Continuamos repitiendo obviedades, con la esperanza de que en algún momento deje de ser necesario hacerlo: “migrar es un derecho humano” y una constante desde los albores de la civilización. Ninguna valla es lo suficientemente alta para “disuadir” a quienes no tienen nada o casi nada que perder. Guerras, miseria, saqueos, persecuciones sociales y políticas, expolio de recursos vitales, desastres naturales, etc., empujan a muchas personas a sobrevivir lejos de donde nacieron. Por eso no deberíamos ser una fortaleza ni contribuir a ponérselo más fácil a quienes se benefician de que así sea. Ni tampoco cuestionar, sentadas en nuestros privilegios, los motivos por los que alguien tiene la obligación o la necesidad de migrar.
Las vidas y los sueños que se han perdido frente a las costas de Mauritania importan, y como organización anarcosindicalista denunciamos que no son accidentes, son asesinatos provocados por las políticas migratorias de la burguesía y la avaricia capitalista. La Unión Europea, de la que forma parte el Estado español, se vale de organismos –legales o no- que poco a poco van militarizando las rutas o vías que muchas personas tienen que recorrer para alcanzar las costas de nuestro primer mundo. La militarización de las rutas migratorias forma parte de un plan, de una estrategia para poner cada vez más trabas a quienes se lanzan al mar en cayucos e infraembarcaciones de cualquier tipo. Las rutas más cortas están completamente controladas por cuerpos y fuerzas represivas (Frontex, ejércitos, fuerzas de seguridad), y las alternativas son más largas y más peligrosas. En ellas ocurren estos naufragios donde mueren y desaparecen cientos de seres humanos. La ruta del Atlántico es, desde hace muchos años, una de las que más vida se cobra a lo largo del año, y la frontera sur la más peligrosa del planeta para una persona migrante.

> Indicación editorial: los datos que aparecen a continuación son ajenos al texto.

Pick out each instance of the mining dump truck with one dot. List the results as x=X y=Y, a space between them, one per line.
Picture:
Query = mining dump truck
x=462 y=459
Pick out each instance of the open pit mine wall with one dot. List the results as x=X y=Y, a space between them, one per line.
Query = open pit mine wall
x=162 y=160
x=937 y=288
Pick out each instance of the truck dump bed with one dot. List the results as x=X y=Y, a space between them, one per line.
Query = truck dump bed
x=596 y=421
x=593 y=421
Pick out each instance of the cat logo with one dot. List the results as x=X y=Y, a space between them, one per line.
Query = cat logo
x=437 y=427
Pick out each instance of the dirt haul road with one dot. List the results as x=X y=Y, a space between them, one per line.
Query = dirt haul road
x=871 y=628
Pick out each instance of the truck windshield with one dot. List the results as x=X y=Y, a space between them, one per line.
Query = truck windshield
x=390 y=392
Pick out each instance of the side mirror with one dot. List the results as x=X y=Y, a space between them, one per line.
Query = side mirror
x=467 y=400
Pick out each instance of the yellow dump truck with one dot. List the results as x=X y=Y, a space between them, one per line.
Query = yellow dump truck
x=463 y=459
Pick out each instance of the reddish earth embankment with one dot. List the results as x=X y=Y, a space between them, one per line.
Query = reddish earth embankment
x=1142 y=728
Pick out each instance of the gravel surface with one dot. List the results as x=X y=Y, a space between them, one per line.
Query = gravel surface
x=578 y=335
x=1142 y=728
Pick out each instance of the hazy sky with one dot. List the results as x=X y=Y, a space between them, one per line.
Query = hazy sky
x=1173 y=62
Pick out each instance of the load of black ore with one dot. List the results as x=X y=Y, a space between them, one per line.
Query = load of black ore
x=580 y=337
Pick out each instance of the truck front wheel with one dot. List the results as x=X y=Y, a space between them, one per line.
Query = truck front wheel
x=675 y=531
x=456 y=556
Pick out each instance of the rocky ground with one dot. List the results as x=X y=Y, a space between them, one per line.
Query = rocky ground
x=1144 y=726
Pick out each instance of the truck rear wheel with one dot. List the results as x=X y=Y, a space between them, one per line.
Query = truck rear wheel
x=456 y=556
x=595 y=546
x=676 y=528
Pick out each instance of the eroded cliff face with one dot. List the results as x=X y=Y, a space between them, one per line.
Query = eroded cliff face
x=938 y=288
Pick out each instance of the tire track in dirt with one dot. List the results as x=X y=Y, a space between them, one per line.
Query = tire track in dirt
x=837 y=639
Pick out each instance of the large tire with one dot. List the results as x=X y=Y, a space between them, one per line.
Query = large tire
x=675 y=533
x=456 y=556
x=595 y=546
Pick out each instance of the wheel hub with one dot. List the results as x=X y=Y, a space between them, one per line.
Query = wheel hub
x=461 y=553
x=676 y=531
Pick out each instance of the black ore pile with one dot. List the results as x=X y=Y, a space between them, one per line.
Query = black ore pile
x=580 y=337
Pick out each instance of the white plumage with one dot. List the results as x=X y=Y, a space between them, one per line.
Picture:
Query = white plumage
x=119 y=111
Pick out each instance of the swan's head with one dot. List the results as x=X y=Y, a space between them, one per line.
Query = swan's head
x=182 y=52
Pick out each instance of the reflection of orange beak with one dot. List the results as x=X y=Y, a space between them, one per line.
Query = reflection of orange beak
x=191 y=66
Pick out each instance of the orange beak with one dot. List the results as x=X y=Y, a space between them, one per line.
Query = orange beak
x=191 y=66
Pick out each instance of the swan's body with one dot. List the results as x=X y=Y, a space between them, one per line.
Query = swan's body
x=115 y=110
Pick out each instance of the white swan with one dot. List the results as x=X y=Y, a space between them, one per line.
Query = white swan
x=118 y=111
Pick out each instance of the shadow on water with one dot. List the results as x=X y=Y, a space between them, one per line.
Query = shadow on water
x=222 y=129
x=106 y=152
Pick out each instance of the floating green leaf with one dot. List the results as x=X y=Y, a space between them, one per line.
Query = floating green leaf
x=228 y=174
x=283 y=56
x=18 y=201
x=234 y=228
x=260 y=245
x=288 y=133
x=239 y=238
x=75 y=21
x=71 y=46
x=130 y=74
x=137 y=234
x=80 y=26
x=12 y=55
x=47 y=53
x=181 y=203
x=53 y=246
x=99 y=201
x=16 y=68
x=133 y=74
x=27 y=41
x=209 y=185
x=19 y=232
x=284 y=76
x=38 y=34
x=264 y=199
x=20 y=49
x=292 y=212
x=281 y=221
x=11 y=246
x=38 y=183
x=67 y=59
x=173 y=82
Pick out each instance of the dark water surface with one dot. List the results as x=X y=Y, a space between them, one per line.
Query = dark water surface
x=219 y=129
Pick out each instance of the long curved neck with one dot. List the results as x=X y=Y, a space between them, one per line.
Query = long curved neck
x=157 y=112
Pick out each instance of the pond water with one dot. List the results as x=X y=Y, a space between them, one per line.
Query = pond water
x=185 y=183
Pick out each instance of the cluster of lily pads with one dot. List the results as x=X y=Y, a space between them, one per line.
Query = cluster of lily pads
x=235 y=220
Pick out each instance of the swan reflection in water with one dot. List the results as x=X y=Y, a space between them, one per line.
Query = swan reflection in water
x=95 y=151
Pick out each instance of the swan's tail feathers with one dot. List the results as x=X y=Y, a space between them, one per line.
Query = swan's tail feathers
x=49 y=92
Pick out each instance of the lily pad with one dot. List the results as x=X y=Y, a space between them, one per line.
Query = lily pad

Desde CGT se ha exigido innumerables veces vías legales y seguras para quienes tienen que escapar a través del mar de realidades muy duras e inimaginables. La solidaridad internacionalista y el apoyo mutuo tienen que continuar señalando a los cómplices de estas muertes, y desde la acción directa que caracteriza al anarcosindicalismo debemos seguir avanzando sin descanso por la abolición de las fronteras y de las leyes de extranjería, porque hayamos nacido donde hayamos nacido somos una misma clase y compartimos la misma opresión en cualquier lugar del mundo.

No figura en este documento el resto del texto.